Now… I’m not saying things are perfect and this is my happy ending. There’s definitely some challenges even in this “harvest time” for me - especially in romance. Jacob sometimes leans over and whispers to me about how pretty I am. In my head, I have this grand reply. I want to tell him how much I love the way he looks at me with those brambly blue eyes of his. I want to tell him about how happy the freckles on his nose make me, and how much I love biting his cherry lips. I want to tell him how much I love the feeling of his snow white hands reaching out for mine and the warmth of his body when he wraps his arms around me for one of his famous bear hugs. I want to tell him how the way he smells excites me, and that when I still smell his fragrance about me once he’s left it makes me miss him terribly even when I know I might be seeing him the next day. I want to tell him that he makes me the prettiest.
Instead, I turn pink, gulp, and say in a voice just louder than silence, “Thank you.” Sometimes when I feel brave, I kiss his hand. Sometimes that makes him laugh and he’ll say out loud, “I like you.” And I just get stuck and stare and think, I can’t believe that your heart feels something special for me. But all I do is smile. Maybe I reach out and squeeze his shoulder if I dare.
For now, all I can hope is that I'm wearing my heart on my sleeve like i'm known to usually do. I hope my emotions are there for him to see in bold, neon letters... At least until I manage to get those feelings translated into words myself.
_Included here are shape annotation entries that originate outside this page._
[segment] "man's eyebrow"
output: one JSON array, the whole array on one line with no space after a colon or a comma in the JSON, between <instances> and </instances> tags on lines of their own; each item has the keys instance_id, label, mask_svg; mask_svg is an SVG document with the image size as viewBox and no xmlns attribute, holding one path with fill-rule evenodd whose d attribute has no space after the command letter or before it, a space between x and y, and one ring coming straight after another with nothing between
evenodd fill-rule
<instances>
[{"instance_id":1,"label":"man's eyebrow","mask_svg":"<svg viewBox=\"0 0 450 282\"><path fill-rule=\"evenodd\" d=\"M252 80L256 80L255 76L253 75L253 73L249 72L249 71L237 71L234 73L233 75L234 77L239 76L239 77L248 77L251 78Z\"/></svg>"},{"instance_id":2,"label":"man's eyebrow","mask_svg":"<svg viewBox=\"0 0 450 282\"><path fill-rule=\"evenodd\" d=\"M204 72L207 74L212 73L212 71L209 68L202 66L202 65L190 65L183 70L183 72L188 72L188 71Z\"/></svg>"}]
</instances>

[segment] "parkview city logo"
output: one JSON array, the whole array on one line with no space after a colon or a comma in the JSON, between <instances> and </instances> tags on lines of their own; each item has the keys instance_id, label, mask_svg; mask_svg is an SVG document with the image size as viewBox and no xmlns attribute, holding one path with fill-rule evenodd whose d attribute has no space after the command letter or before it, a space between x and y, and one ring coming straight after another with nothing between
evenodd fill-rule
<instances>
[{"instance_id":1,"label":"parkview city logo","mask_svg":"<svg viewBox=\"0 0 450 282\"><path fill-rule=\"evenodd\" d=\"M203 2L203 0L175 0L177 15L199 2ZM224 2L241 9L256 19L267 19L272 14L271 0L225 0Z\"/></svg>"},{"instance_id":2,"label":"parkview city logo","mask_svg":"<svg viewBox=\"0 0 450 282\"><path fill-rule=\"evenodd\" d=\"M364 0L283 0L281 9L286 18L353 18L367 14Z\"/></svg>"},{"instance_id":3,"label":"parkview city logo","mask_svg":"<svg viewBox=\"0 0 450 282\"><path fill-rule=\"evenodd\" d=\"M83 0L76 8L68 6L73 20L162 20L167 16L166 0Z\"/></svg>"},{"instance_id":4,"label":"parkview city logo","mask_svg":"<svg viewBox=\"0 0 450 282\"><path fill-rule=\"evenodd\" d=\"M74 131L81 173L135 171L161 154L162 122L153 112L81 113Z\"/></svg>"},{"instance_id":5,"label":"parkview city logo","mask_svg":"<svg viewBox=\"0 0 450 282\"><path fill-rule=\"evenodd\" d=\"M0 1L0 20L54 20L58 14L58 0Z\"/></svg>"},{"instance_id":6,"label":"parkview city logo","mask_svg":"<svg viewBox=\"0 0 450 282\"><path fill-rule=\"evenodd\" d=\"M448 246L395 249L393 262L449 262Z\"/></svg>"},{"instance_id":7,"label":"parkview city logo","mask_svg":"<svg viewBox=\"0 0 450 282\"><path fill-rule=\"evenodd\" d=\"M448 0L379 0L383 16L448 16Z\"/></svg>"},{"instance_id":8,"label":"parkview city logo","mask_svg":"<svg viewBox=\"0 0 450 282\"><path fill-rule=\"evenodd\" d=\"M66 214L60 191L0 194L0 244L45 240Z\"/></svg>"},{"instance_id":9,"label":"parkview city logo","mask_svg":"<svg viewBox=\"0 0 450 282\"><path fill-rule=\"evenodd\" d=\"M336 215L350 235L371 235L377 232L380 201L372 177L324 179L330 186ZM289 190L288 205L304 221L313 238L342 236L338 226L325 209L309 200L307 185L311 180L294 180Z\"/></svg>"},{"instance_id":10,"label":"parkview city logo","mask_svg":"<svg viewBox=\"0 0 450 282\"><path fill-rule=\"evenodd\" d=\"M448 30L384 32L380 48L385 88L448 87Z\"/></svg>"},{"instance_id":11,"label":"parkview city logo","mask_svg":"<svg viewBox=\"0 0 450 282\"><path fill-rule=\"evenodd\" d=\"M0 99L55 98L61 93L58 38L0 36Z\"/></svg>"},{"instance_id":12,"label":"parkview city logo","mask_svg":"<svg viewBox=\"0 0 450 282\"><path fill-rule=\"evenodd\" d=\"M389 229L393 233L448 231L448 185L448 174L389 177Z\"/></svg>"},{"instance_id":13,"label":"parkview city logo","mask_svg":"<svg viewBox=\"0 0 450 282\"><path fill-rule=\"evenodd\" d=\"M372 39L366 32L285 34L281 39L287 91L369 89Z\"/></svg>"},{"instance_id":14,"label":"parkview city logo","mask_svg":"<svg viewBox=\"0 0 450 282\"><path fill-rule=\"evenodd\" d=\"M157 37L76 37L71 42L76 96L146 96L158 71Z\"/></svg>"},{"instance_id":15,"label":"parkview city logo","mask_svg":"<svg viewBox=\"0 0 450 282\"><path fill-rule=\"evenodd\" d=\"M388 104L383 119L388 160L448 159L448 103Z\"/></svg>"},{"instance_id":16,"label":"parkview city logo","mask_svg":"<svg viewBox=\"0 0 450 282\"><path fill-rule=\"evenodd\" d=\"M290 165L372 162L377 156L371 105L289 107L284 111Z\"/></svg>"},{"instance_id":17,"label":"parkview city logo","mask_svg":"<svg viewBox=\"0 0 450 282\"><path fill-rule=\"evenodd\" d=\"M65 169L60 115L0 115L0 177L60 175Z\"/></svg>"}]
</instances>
I thought I’d get better at loving the more relationships that I survived. At expressing my feelings and opening the lines of communication like every good girlfriend is supposed to. You know, level 100 in relationships type deal. I thought that I was totally ready for a hand to hold my own, but instead I still flinch when his hand moves towards mine. I’ve become somewhat more hesitant. It’s not that I feel less, that my heart is smaller, or that I’m calloused. No.
I know i’m ready to fall in love, but I also know I’ll never really be ready to fall. And ready or not, both have happened and may happen again.
And that’s the break up: the falling. The aftermath is learning that when you fall, eventually something inside of you will make you get up again (despite your emotional protests!) just to risk doing it all over again. You’ll explore the dreadful and interesting, but you’ll learn to push through until falling becomes falling in love again.
Maybe one day, we’ll all get lucky, and we’ll fall in love and stay in love and that strange will inside of us that's always telling us it will get better can retire because we won't need better because we'll have that good stuff called love.